With the increase in the detection rate of pulmonary nodules, the general accepted treatment for GGN with a low risk of malignancy is to conduct regular CT follow-up observations to assess the growth characteristics. DT refers to the time required for tumor volume or cell number to double, representing the activity and invasiveness of tumor cells, and is an important indicator of tumor growth characteristics (21). The literature reports that volume and mass are quantifiable indicators that reflect more sensitive and repeatable growth of pulmonary nodules (22,23).

$VDT = \log 2 \times T / \log (V_{i} / V_{0})$ [4]

V_i, and V₀ refer to the volume of the last (preoperative) and first GGN, respectively, and T refers to the follow-up interval. The traditional method of measuring volume by two-dimensional diameter is first to measure the diameter of a nodule and then calculate the volume of the nodule using a sphere or ellipsoid formula. However, both accuracy and repeatability are poor, and the error of the calculated results is greater when the nodule shape is irregular. In this study, based on the difference in CT values between nodules and surrounding lung tissue, threshold segmentation and manual modification were used to identify nodules, and the pixels within the nodules were statistically analyzed. By converting the size and number of pixels within the pulmonary nodules into volumes, the results obtained were more consistent with the actual volume of the nodules, reducing bias caused by different observers and having better clinical application value. This result was also confirmed in the study by Yankelevitz et al. (24).

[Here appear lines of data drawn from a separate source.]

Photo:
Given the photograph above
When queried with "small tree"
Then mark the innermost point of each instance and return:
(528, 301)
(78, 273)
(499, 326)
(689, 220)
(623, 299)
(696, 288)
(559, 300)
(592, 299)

Through research, it has been found that the MDT calculated during follow-up varies with the density of the first diagnosis of pulmonary nodules. Yuan et al. (17) conducted 3-year follow-up imaging statistics on 82 cases of small lung cancer screened by LDCT and found that the VDT of solid nodule, mixed ground-glass nodule (mGGN), and pure ground-glass nodule (pGGN) were 149±125, 457±260, and 813±375 days, respectively. Research by Oda et al. (22) showed that the average VDT for mGGN and pGGN based on 3D volume measurements was 276.9±155.9 and 628.5±404.2 days, respectively. However, for a large number of GGNs screened from physical examinations, multiple research results have shown that the growth of nonsolid nodules is manifested not only in volume growth but also in changes in density (25,26). Among them, the initial growth pattern of some GGNs only shows an increase in the density within the lesion, while the volume does not change. Kakinuma et al. (27) found that even though the volume of mGGN was stable, the increase in the solid portion often suggested the possibility of malignancy. Moreover, the growth of some tumors may be accompanied by the collapse of the alveolar cavity, and some GGNs may instead show a slight reduction in volume (5). Therefore, in recent years, attention has been given to MDT as a new reliable indicator (16,28). This calculation method of the MDT combines the changes in the internal density of the GGN and the increase or decrease in the infiltration range, which is more sensitive than the VDT. The subjects in this study all had nonsolid lesions (pGGN and mGGN), so the MDT index was ultimately chosen to observe the changes in the lesions over the time in this study.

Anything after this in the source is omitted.